"Mam oczy i widzę". Dziennikarka zwróciła uwagę wiceministrowi, a on dalej, że Margot to chłopak
Niektórzy nie są w stanie przyjąć do wiadomości, że są osoby takie jak Margot – niebinarne. Wiceminister sprawiedliwości Michał Wójcik w programie TVN24 konsekwentnie nazywał Margot chłopakiem, choć ona używa wobec siebie żeńskich form gramatycznych. Dziennikarka zwróciła mu uwagę. Wylewnie jej odpowiedział.
Czytaj także: Kim jest Margot, o co chodzi z furgonetką i dlaczego interweniowała policja? 7 ważnych wątków
Wiceminister sprawiedliwości Michał Wójcik tłumaczył wczoraj w TVN24, że dla Margot "nie mogło być nic innego" niż areszt. Był gościem programu "Jeden na jeden".

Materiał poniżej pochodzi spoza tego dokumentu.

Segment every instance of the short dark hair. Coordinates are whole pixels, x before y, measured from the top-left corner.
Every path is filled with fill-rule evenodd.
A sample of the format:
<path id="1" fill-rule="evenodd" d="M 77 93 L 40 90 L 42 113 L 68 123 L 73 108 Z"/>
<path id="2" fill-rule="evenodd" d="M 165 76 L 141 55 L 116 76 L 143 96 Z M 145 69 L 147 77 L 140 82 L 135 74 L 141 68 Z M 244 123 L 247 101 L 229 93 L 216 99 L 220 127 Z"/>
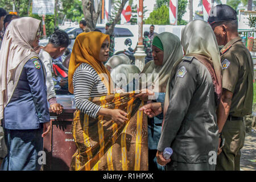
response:
<path id="1" fill-rule="evenodd" d="M 5 19 L 3 20 L 3 25 L 5 25 L 6 23 L 10 23 L 10 22 L 15 18 L 19 18 L 19 16 L 18 15 L 9 14 L 5 16 Z"/>
<path id="2" fill-rule="evenodd" d="M 7 15 L 6 11 L 4 9 L 0 7 L 0 18 L 2 16 L 5 16 L 6 15 Z"/>
<path id="3" fill-rule="evenodd" d="M 149 35 L 149 32 L 147 31 L 145 31 L 144 32 L 143 36 L 148 36 L 148 35 Z"/>
<path id="4" fill-rule="evenodd" d="M 79 24 L 82 24 L 83 26 L 86 26 L 87 24 L 86 21 L 85 21 L 85 20 L 81 20 Z"/>
<path id="5" fill-rule="evenodd" d="M 226 25 L 232 32 L 236 32 L 238 30 L 238 22 L 237 20 L 217 22 L 213 23 L 212 26 L 217 27 L 221 24 Z"/>
<path id="6" fill-rule="evenodd" d="M 67 32 L 57 30 L 51 35 L 49 42 L 53 44 L 55 47 L 59 46 L 68 47 L 71 41 Z"/>

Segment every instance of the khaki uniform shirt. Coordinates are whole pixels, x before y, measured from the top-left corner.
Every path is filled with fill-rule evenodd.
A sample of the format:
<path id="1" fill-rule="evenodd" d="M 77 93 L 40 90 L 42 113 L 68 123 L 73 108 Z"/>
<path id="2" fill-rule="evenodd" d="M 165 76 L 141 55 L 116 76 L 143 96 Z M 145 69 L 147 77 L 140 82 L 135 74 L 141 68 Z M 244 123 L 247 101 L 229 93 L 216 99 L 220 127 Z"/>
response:
<path id="1" fill-rule="evenodd" d="M 243 117 L 252 111 L 253 62 L 240 37 L 229 41 L 221 50 L 222 88 L 233 93 L 229 114 Z"/>
<path id="2" fill-rule="evenodd" d="M 170 84 L 169 106 L 158 150 L 171 147 L 173 161 L 208 163 L 209 152 L 217 151 L 218 142 L 212 79 L 199 60 L 183 59 Z"/>

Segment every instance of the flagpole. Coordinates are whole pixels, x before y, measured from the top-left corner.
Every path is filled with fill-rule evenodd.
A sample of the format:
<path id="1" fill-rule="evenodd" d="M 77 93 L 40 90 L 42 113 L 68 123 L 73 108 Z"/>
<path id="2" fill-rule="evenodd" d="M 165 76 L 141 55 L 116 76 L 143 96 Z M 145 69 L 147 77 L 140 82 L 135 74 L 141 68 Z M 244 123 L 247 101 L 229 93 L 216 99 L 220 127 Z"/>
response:
<path id="1" fill-rule="evenodd" d="M 143 50 L 142 31 L 143 29 L 143 1 L 139 1 L 139 12 L 138 18 L 138 43 L 137 46 L 137 51 L 134 54 L 135 57 L 135 65 L 142 71 L 145 65 L 145 51 Z"/>
<path id="2" fill-rule="evenodd" d="M 177 8 L 178 8 L 178 0 L 176 1 L 176 23 L 175 25 L 177 24 Z"/>

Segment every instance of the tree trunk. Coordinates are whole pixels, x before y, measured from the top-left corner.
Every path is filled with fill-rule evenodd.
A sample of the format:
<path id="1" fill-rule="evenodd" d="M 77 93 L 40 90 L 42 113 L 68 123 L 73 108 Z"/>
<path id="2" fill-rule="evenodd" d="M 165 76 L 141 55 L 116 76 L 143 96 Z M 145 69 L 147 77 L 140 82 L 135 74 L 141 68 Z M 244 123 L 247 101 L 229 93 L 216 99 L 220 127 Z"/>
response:
<path id="1" fill-rule="evenodd" d="M 106 32 L 106 34 L 111 35 L 114 32 L 114 28 L 115 27 L 115 24 L 121 20 L 121 14 L 123 10 L 123 7 L 125 7 L 125 4 L 129 0 L 122 0 L 122 3 L 121 4 L 120 7 L 119 7 L 118 11 L 117 11 L 117 14 L 115 15 L 115 18 L 112 22 L 112 24 L 109 28 L 109 30 Z"/>
<path id="2" fill-rule="evenodd" d="M 248 6 L 247 7 L 248 11 L 253 11 L 253 0 L 248 0 Z"/>
<path id="3" fill-rule="evenodd" d="M 95 11 L 94 0 L 82 0 L 84 19 L 86 21 L 86 26 L 90 30 L 93 31 L 95 29 L 97 20 L 101 11 L 102 5 L 102 0 L 100 0 L 96 12 Z"/>
<path id="4" fill-rule="evenodd" d="M 193 0 L 189 0 L 189 22 L 193 20 Z"/>

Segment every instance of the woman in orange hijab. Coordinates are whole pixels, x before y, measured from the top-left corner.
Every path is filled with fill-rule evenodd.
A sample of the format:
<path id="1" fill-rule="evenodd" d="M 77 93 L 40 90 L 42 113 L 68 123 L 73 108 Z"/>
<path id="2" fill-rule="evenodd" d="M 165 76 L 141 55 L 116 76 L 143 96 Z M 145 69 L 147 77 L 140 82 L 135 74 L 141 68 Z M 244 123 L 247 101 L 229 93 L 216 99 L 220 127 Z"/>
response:
<path id="1" fill-rule="evenodd" d="M 110 74 L 102 63 L 109 57 L 109 36 L 99 32 L 77 36 L 70 59 L 68 89 L 74 93 L 78 110 L 94 118 L 101 115 L 122 123 L 127 119 L 125 111 L 104 108 L 90 101 L 92 97 L 110 94 Z"/>

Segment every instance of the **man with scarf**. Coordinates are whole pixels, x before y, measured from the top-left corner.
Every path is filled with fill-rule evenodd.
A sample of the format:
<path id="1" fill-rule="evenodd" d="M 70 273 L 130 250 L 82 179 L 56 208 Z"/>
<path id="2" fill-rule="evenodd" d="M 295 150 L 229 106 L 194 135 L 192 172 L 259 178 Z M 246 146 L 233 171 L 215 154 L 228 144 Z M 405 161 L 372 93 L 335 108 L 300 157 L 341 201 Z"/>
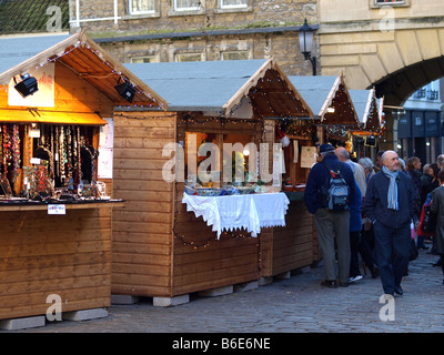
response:
<path id="1" fill-rule="evenodd" d="M 385 294 L 402 295 L 401 280 L 408 264 L 411 220 L 416 192 L 412 179 L 398 171 L 396 152 L 382 155 L 383 168 L 369 181 L 365 214 L 373 222 L 375 254 Z"/>

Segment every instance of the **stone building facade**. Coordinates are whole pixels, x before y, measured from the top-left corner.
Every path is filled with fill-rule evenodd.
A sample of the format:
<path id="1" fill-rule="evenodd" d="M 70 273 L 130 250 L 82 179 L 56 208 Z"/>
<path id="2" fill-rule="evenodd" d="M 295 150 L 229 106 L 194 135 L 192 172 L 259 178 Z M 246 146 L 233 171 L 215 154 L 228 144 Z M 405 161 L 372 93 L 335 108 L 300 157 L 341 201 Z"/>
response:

– Ta osoba ma kilka zarzutów, jest w jednostce penitencjarnej. Mówimy stanowcze "nie" chuligaństwu i tego typu zachowaniom, niezależnie, jakie kto ma preferencje seksualne. Widać na nagraniach co wyprawiał ten chłopak, co się działo, jak napadł na innego człowieka i niszczył mienie – mówił.
– Mam oczy i widzę. Trudno żebym mówił na kogoś, kto wygląda jak mężczyzna, że jest kobietą. (...) Mamy oczy, widzimy. Trudno, żeby pani patrzyła na mnie i mówiła, że jestem kobietą – zareagował Wójcik.
Powiedział też, że dziwią go wypowiedzi i zarzuty o tym, że "ten chłopak znajduje się na oddziale męskim, a czuje się kobietą, więc powinien być na oddziale kobiecym".
"Brak słów kompletny" – komentują niektórzy internauci.